Cultural Appropriation at Home and Abroad
Halloween tends to come with laughs and a couple of innocent scares, but some costumes can be offensive to certain cultures, religions and ethnicities.
One way cultural appropriation can manifest is wearing a specific culture’s attire that isn’t one’s own in an offensive matter or without addressing the fact that the clothing isn’t originally from one’s background.
Cultural appropriation has been happening for decades. From wearing costumes of indigenous people to blackface to sombreros from Día de los Muertos (Day of the Dead) and more; it’s nothing new, but it’s not always recognized in other countries.
My Experience
After moving to the U.S. three years ago, I became familiar with the term.
In my home country, Argentina, cultural appropriation wasn’t a common topic and I didn’t understand it. What was wrong with wearing a certain piece of clothing or hairstyle I thought was beautiful?
Have I appropriated culture before? Probably.
After learning more about it, I started to accept and understand what cultural appropriation meant. I started acknowledging that it’s not about, say, wearing a piece of fabric, but about understanding what that fabric means in its own culture.

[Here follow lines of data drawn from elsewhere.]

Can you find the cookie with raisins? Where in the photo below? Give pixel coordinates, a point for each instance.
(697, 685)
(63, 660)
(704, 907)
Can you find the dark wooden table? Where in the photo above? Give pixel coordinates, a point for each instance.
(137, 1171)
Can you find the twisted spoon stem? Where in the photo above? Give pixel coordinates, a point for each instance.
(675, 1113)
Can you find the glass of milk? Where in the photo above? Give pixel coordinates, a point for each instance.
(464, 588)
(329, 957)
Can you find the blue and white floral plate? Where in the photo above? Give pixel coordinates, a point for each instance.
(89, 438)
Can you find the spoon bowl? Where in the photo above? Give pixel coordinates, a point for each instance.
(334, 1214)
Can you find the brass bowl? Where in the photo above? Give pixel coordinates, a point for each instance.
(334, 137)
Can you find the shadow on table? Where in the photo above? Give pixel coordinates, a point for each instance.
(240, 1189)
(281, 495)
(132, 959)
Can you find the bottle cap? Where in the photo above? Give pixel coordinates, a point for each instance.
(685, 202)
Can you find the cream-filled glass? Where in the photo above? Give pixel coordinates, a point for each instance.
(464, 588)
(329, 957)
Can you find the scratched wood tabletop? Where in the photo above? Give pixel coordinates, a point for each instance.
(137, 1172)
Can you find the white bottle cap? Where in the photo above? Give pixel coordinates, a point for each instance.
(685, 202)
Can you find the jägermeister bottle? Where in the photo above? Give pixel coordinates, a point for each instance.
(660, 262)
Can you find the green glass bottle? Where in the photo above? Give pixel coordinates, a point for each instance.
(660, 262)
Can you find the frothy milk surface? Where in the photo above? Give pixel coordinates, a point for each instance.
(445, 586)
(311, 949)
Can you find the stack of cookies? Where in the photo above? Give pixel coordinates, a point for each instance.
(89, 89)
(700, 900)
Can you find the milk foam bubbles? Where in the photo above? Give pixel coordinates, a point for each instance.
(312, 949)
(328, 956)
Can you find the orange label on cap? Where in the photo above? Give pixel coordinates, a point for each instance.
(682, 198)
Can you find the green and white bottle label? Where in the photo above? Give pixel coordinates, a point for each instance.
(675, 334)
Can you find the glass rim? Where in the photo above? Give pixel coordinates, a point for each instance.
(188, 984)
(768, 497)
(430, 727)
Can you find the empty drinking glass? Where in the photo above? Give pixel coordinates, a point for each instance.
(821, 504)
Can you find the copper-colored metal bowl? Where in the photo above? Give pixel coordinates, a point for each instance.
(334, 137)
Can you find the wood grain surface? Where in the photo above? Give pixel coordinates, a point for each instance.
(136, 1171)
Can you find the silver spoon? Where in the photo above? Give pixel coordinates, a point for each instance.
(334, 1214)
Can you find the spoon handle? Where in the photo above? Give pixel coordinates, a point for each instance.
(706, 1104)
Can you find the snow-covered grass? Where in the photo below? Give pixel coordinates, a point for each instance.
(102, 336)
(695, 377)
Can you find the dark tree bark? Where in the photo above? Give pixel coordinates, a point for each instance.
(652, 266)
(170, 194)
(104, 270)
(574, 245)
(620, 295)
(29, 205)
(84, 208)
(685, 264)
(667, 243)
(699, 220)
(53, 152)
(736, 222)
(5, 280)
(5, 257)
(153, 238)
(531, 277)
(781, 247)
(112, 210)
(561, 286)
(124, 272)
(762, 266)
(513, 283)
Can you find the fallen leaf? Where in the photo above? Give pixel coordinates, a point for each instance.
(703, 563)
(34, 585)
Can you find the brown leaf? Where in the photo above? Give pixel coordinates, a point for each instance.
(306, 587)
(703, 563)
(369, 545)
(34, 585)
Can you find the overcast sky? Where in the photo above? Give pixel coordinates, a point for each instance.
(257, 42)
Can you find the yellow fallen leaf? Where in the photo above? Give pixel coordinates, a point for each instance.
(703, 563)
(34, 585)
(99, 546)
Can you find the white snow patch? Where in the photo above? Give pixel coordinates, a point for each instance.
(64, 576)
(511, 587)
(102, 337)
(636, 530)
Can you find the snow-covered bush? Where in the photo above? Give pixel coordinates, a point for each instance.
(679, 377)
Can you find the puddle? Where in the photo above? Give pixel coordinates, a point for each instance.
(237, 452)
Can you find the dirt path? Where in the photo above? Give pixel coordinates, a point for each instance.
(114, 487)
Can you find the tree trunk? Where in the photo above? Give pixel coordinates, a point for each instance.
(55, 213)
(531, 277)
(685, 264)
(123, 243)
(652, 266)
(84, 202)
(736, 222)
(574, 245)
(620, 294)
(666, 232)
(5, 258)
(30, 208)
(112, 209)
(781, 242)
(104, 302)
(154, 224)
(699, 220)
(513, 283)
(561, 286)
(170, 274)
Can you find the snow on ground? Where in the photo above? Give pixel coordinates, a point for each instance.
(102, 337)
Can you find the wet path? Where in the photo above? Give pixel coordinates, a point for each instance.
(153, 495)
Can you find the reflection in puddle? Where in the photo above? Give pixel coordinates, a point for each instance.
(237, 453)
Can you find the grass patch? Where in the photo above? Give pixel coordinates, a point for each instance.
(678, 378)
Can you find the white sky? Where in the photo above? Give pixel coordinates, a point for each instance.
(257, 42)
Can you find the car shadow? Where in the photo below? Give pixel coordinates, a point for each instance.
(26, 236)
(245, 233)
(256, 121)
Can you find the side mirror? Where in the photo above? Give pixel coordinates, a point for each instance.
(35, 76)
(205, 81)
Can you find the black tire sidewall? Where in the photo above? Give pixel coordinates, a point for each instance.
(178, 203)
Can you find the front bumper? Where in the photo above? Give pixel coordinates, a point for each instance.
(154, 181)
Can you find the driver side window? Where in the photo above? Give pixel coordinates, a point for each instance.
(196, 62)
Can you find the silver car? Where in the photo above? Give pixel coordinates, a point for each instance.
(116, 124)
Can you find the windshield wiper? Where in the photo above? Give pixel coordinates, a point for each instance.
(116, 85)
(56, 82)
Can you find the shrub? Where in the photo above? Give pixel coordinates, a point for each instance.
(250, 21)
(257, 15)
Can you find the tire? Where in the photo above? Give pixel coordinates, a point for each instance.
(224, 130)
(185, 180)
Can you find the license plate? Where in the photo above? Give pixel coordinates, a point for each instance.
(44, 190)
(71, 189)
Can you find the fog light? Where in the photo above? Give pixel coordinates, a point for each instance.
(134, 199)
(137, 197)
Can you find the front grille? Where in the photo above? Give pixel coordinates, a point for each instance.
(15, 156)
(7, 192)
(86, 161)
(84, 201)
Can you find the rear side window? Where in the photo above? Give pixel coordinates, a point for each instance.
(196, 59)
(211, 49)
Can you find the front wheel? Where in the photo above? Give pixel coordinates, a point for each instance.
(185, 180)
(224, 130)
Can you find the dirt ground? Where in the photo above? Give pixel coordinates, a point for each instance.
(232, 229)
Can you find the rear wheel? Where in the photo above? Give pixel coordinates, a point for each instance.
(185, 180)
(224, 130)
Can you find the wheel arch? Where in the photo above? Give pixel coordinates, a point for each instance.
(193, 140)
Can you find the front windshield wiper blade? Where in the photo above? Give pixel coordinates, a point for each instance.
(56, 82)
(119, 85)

In an article on cowboysindians.com, Lois Sherr Dubin writes about understanding how each beaded earring in the Native American culture carries “personal and communal knowledge.”
Another example is the history of blackface and how it started with the discrimination of African-Americans in the Jim Crow era after the Civil War. America’s rap sheet against minorities is long.
However, I believe people should learn how to differentiate between appropriation and appreciation.
Accepting this new point of view needs to come with an explanation and the realization that wearing another culture’s attire can degrade that group. When people wear certain attire as a costume, it trivializes someone’s heritage as something fake or non-existent in the real world. It shows how commonplace cultural appropriation is in our society.
A Widespread Issue
People tend not to realize that cultural appropriation can be done by anyone, not just the white people we always seem to target — though people of European descent tend to appropriate more often. Luckily, there are many people realizing the harm this can cause when we really start thinking about it.
“At first I didn’t realize how much it could actually hurt other people,” said Hebron Y. Solomon, SCC student. However, after witnessing someone he knew in a costume of a famous African-American, Solomon became “skeptical” about the whole issue and began to understand it more.
Groups of all backgrounds have been guilty of appropriating cultures in the past, and that’s okay as long as they acknowledge it, become educated and don’t do it again.
Now, how can people avoid appropriation and learn to appreciate other cultures? The first step is to become more knowledgeable about the history of the people from all walks of life that we’re taking part in. We must acknowledge that the attire, whatever that may be, is not a part of our own culture.
With that in mind, I’m certain that everyone can all enjoy a fun Halloween night without making it uncomfortable for others or being disrespectful to other cultures.